Ma Qi developed relations with Wu Peifu, who tried to turn Gansu military leaders against Feng Yuxiang. Feng's subordinate Liu Yufen expelled all the Han generals who opposed him, which resulted in Hui Generals Ma Hongbin, Ma Lin, Ma Tingxiang, and Han Gen. Bei Jianzhang, the commander of a Hui army, to stop fighting against Feng and seek an agreement.

==Republican times==

In 1913 a Qinghai wool and hide bureau was established by Ma Qi. It put an export tax on the wool trade with foreigners.

In 1917 Ma Anliang ordered his younger brother Ma Guoliang to suppress a rebellion of Tibetans in Xunhua who rebelled because of taxes Ma Anliang imposed on them. Ma Anliang did not report it to the central government in Beijing and was reprimanded for it, and Ma Qi was sent by the government to investigate the case and suppress the rebellion.

Ma Qi formed the Ninghai Army in Qinghai in 1915. He occupied Labrang monastery in 1917, the first time non-Tibetans had seized it.

After ethnic rioting between Muslims and Tibetans broke out in 1918, Ma Qi defeated the Tibetans. He heavily taxed the town for eight years. In 1921 he and his Muslim army decisively crushed the Tibetan monks of Labrang monastery when they tried to oppose him. In 1925 a Tibetan rebellion broke out, with thousands of rebels driving out the Muslims. Ma Qi responded with 3,000 Chinese Muslim troops, who retook Labrang and machine-gunned thousands of Tibetan monks as they tried to flee. Ma Qi besieged Labrang numerous times and the Tibetans and Mongols fought against his Muslim forces for control of Labrang, until he gave it up in 1927.

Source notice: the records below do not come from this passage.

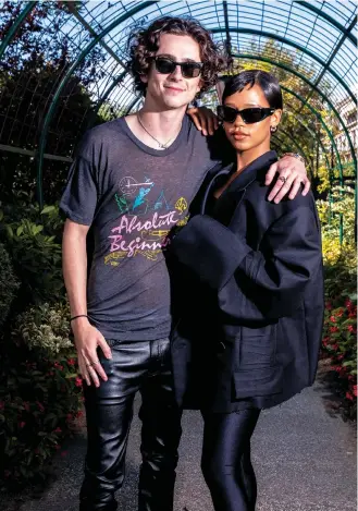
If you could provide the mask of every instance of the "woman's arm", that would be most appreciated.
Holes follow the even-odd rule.
[[[314,211],[305,206],[288,210],[270,227],[261,246],[262,252],[251,250],[206,216],[194,217],[172,244],[180,261],[218,290],[224,313],[246,320],[289,316],[322,265]]]

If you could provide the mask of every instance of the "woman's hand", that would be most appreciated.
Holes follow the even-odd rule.
[[[293,199],[296,197],[301,184],[304,184],[303,195],[307,195],[311,183],[307,177],[305,163],[294,156],[283,156],[273,163],[266,174],[264,184],[272,183],[275,174],[279,179],[271,190],[268,199],[279,204],[283,197]]]
[[[207,107],[188,108],[186,113],[205,136],[213,135],[219,127],[218,117]]]

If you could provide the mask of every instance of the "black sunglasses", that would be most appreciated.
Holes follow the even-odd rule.
[[[237,108],[226,107],[225,105],[220,105],[218,107],[218,118],[220,121],[230,122],[231,124],[236,121],[237,115],[239,115],[245,124],[254,124],[255,122],[263,121],[267,117],[272,115],[274,108],[244,108],[244,110],[237,110]]]
[[[202,62],[176,62],[169,57],[155,57],[156,70],[161,74],[172,74],[177,65],[182,69],[185,78],[197,78],[203,63]]]

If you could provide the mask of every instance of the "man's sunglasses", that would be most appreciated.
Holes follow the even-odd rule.
[[[197,78],[203,63],[202,62],[176,62],[169,57],[155,57],[156,70],[161,74],[172,74],[177,65],[182,69],[185,78]]]
[[[255,122],[263,121],[267,117],[272,115],[274,108],[244,108],[244,110],[237,110],[237,108],[226,107],[220,105],[218,107],[218,118],[220,121],[230,122],[233,124],[239,115],[245,124],[254,124]]]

Ma Qi defeated the Tibetan forces with his Muslim troops. His forces were praised by foreigners who traveled through Qinghai for their fighting abilities.

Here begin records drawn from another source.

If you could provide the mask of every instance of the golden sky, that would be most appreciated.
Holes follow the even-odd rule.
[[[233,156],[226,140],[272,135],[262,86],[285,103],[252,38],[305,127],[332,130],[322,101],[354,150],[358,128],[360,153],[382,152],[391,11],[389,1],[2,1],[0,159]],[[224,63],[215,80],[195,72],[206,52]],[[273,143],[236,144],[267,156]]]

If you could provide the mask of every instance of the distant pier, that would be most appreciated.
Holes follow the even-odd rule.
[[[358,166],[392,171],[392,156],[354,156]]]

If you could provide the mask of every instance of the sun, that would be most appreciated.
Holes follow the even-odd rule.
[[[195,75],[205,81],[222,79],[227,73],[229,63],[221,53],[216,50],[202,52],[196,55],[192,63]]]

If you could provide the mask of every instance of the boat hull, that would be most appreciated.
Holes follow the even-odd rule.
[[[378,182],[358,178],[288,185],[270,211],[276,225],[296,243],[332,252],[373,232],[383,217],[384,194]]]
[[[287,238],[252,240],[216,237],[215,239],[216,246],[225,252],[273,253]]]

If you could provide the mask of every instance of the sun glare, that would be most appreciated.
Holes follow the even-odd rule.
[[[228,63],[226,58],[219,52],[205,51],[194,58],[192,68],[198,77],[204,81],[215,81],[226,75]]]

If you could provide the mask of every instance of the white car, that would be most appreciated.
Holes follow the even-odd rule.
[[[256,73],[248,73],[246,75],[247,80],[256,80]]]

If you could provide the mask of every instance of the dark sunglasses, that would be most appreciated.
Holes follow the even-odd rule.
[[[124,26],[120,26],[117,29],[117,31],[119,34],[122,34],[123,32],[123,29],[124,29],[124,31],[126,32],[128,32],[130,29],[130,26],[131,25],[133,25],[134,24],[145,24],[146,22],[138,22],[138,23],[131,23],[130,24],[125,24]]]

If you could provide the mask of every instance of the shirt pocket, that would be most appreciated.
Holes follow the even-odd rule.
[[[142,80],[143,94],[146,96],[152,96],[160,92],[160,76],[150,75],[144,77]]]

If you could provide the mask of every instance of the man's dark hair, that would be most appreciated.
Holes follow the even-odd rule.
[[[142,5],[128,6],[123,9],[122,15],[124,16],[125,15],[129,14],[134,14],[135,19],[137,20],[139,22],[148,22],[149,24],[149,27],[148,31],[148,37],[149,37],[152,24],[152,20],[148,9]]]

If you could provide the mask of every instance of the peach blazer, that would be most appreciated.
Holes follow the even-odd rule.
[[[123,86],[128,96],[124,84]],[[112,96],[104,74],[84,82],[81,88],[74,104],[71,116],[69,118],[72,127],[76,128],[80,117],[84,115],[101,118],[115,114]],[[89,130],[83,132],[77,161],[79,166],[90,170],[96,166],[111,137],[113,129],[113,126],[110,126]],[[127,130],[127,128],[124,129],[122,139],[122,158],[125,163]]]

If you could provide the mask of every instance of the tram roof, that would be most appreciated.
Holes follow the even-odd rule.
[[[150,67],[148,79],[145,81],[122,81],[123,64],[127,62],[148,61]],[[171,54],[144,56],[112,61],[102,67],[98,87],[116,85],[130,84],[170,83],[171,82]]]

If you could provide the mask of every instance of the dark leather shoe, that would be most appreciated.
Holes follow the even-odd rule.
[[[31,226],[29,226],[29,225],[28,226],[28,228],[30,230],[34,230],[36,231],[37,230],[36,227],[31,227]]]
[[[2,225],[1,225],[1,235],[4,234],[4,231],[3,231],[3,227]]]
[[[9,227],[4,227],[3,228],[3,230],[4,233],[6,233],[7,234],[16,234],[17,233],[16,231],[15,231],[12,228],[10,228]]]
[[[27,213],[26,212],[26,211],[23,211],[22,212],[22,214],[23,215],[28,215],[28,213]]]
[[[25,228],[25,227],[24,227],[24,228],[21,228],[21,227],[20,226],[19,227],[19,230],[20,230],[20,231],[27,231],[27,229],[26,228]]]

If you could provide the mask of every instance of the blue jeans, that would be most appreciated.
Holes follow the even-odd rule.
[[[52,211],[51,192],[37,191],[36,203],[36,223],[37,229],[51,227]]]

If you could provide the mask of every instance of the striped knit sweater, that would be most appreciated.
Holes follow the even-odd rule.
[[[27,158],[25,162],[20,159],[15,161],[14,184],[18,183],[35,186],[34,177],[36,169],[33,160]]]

After the founding of the Republic he was governor of Qinghai from 1915 to 1928 and the first chairman of the government of Qinghai from 1929 to 1931. After Chiang Kai-shek gained control nationwide, he became a brigade commander and then was promoted to commander of the 26th Division of the National Revolutionary Army in the northwestern region. His civil posts also included director of the Gansu Bureau of Construction. Ma Qi's eldest son was Ma Buqing and another son was Ma Bufang. Ma Qi was the uncle of Ma Zhongying. He died on 5 August 1931 in Xining, Qinghai, China.